U.S. Senate Social Graph, 1991 - Present View more presentations from O’Reilly Media.
Back in 1991-93, there were a surprising number of senators who constituted linked nodes between the main clouds of Republicans and Democrats. Howell Heflin, Richard Shelby, Bob Packwood, William Cohen, Mark Hatfield and Arlen Specter all had significant links across party lines, and it was still possible for Jesse Helms to be off in his own far-right world. Nowadays, it's impossible to get far to the right of mainstream Republicans, because half of the Republicans are already there. By the 104th Congress, following the "Republican revolution" of 1994, the middle space was almost entirely unoccupied, and through the next three congresses only Jim Jeffords, Lincoln Chafee and Arlen Specter dared brave the chasm between the parties. In George Bush's first term, following September 11th, bipartisanship again became an option, and cross-party links proliferated. But by the current Congress, things had gone back to the bad old days of the mid-90s: every single connection between the main clouds of the two parties now runs through Ben Nelson, Olympia Snowe or Susan Collins.

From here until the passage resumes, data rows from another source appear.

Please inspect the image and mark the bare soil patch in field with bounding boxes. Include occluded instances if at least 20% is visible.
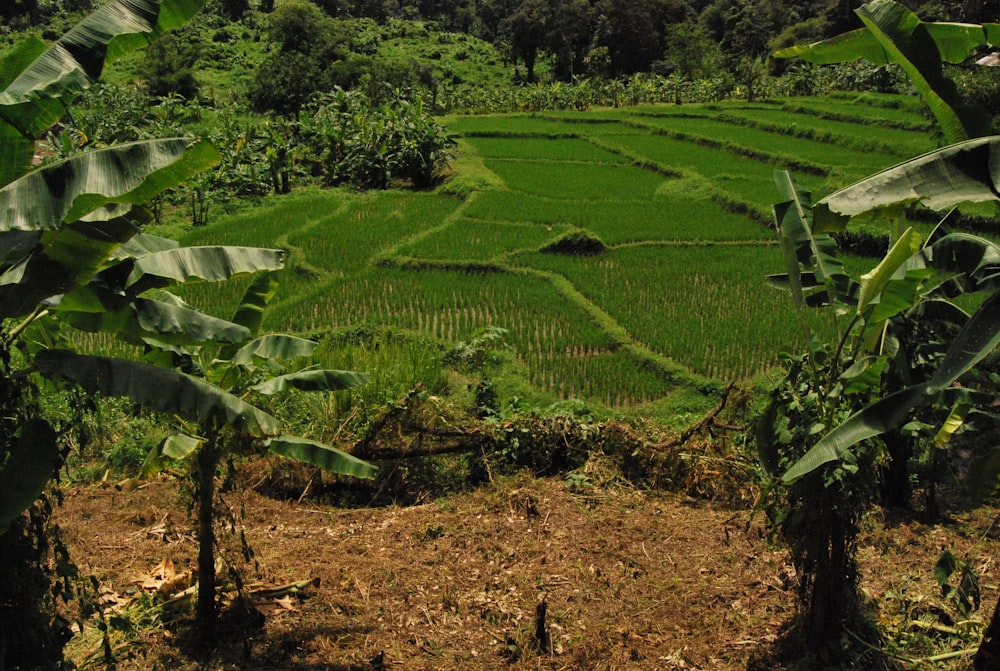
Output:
[57,462,1000,671]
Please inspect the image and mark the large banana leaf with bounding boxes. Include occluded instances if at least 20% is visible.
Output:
[225,273,278,335]
[0,217,138,317]
[813,136,1000,231]
[770,170,853,308]
[35,350,281,437]
[0,138,219,235]
[0,0,205,137]
[774,0,997,142]
[0,37,64,186]
[250,368,370,396]
[264,436,378,478]
[858,228,920,318]
[127,246,285,293]
[60,296,250,347]
[232,333,317,366]
[782,292,1000,482]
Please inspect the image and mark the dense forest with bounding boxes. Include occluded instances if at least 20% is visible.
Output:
[7,0,1000,84]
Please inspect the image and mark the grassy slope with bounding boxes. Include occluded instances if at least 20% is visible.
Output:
[178,99,933,422]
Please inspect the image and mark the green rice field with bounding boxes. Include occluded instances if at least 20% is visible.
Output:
[176,96,948,408]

If this were a Facebook community, for the vast majority of either party, the legend next to any member of the other party would read: "You have 0 friends in common." What Barack Obama was attempting to do by visiting the Republican issues retreat was to smack himself down in the middle of that divide. The social divide is, of course, most striking because it appears not to correspond to any reasonable ideological divide; as Mr Obama told the Republican senators, the health-care reform that passed the Senate on party lines is an extremely moderate bill, the most conservative and private-sector-friendly version of universal health insurance imaginable. But that doesn't really matter; the clash in the Senate isn't about policy. It's a war between two cliques. It's not clear whether aggressive friendliness can overcome the drive towards social self-segregation. But the Democrats no longer have 60 votes in the Senate, and if the country is going to get anything done in the next three years, the only way forward is to try and make some friends.

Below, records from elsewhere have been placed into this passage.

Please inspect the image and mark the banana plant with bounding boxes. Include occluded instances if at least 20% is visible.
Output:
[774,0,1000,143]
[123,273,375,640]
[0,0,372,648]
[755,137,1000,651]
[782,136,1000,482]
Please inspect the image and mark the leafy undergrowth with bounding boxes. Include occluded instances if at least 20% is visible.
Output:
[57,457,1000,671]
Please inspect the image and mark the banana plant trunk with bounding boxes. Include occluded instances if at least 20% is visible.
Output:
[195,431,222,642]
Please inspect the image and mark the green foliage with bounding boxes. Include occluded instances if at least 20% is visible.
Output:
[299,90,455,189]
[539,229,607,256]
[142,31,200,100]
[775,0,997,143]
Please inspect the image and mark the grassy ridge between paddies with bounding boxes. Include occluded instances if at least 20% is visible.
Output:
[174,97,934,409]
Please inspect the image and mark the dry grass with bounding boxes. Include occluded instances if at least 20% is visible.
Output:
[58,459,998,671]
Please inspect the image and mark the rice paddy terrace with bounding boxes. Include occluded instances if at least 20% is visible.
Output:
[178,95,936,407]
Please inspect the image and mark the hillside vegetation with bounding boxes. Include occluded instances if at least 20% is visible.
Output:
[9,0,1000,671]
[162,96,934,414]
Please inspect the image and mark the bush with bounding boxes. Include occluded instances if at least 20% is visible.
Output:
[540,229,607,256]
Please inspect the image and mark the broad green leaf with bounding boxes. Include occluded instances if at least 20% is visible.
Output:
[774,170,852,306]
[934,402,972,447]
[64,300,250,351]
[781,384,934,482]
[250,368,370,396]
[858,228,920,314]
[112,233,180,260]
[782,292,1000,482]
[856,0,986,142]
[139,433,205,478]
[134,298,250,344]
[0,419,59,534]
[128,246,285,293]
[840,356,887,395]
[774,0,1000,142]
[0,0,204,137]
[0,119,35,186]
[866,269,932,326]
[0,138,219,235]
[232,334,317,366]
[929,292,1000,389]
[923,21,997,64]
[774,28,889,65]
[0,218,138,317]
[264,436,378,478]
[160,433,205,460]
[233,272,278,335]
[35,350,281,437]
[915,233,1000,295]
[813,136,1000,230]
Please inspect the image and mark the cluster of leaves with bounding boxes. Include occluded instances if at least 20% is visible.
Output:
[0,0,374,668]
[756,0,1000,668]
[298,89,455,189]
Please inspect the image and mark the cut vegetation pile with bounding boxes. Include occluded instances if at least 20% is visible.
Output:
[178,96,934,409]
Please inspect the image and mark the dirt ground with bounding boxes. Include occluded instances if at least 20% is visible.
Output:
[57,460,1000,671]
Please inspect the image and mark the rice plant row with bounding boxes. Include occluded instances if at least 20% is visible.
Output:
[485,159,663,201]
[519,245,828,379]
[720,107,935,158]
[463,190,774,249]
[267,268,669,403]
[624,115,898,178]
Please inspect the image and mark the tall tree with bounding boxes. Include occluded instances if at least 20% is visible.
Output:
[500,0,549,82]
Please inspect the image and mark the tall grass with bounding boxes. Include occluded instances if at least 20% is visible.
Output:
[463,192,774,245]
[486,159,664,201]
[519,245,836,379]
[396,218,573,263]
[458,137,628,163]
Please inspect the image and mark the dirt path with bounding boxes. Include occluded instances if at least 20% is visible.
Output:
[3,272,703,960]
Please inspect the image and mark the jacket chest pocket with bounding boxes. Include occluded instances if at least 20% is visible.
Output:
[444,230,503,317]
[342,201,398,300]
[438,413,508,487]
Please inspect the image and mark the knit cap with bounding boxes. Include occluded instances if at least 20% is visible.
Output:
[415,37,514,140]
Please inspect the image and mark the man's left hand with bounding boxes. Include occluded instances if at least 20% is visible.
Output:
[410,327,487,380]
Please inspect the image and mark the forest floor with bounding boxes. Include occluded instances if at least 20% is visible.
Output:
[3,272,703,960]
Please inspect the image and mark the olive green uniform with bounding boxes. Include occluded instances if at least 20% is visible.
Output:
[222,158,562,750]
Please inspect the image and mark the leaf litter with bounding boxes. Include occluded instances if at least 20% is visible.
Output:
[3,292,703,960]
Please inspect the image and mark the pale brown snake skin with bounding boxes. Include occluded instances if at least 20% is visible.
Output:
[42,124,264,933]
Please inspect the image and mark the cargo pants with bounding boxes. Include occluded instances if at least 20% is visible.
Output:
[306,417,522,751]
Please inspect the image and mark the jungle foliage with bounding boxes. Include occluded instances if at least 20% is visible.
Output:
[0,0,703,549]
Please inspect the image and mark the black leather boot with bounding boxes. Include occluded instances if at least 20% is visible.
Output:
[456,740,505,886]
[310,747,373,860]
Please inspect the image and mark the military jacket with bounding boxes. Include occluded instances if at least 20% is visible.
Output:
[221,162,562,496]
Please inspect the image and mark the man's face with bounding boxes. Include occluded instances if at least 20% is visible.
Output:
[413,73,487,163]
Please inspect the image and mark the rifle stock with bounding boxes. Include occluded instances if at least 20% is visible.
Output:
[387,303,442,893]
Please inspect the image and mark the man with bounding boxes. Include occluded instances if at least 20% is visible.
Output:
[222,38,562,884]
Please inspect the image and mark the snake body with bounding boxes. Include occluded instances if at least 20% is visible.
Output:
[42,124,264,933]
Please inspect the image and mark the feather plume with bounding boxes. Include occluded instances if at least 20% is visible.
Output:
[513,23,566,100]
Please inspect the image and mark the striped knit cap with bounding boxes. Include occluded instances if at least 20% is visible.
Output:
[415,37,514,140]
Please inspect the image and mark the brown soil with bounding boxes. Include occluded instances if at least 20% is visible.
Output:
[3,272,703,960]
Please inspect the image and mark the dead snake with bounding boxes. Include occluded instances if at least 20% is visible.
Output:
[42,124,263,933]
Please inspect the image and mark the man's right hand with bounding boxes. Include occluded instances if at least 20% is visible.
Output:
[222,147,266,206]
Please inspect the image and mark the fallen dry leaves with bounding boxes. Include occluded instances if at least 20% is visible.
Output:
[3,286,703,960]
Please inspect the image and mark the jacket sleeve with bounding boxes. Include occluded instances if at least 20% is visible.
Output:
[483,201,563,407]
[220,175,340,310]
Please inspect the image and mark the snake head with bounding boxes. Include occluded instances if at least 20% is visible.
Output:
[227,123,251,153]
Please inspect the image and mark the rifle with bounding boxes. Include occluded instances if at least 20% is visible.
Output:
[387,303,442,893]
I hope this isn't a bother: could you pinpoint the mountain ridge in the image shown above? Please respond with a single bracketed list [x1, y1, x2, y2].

A few other observations about the voting relationships in the Senate:
• The Democrats tend toward to be more fractious. They are often divided into at least two camps, sometimes three.
• Until his retirement in 1997, Alabama Senator Howard Heflin was the Democrat most closely aligned with the GOP. Senator Zell Miller of Georgia in the 107th and 108th Congress voted more with his Republican colleagues than with his party. Senator Ben Nelson of Nebraska is now the Democrat with the closest ties to the GOP.
• While the GOP has generally held together better as a group, it too has seen some fissures developing in the 111th Congress. Not surprisingly Senator Olympia Snowe and Senator Susan Collins, both of Maine, are the ones most likely to vote with the Democrats.
• The Republican Senators who have tended to vote more with the Democrats have largely tended to represent states in New England (William Cohen, Jim Jeffords, Lincoln Chaffee) plus Pennsylvania (Arlen Specter) and Oregon (Bob Packwood, Mark Hatfield, Gordon Smith). Apart from Senator Specter who is now a member of the Democratic caucus, none of the others are in the Senate. In short the pool for bipartisanship initiatives is effectively limited to the two Senators from Maine and perhaps the incoming Scott Brown.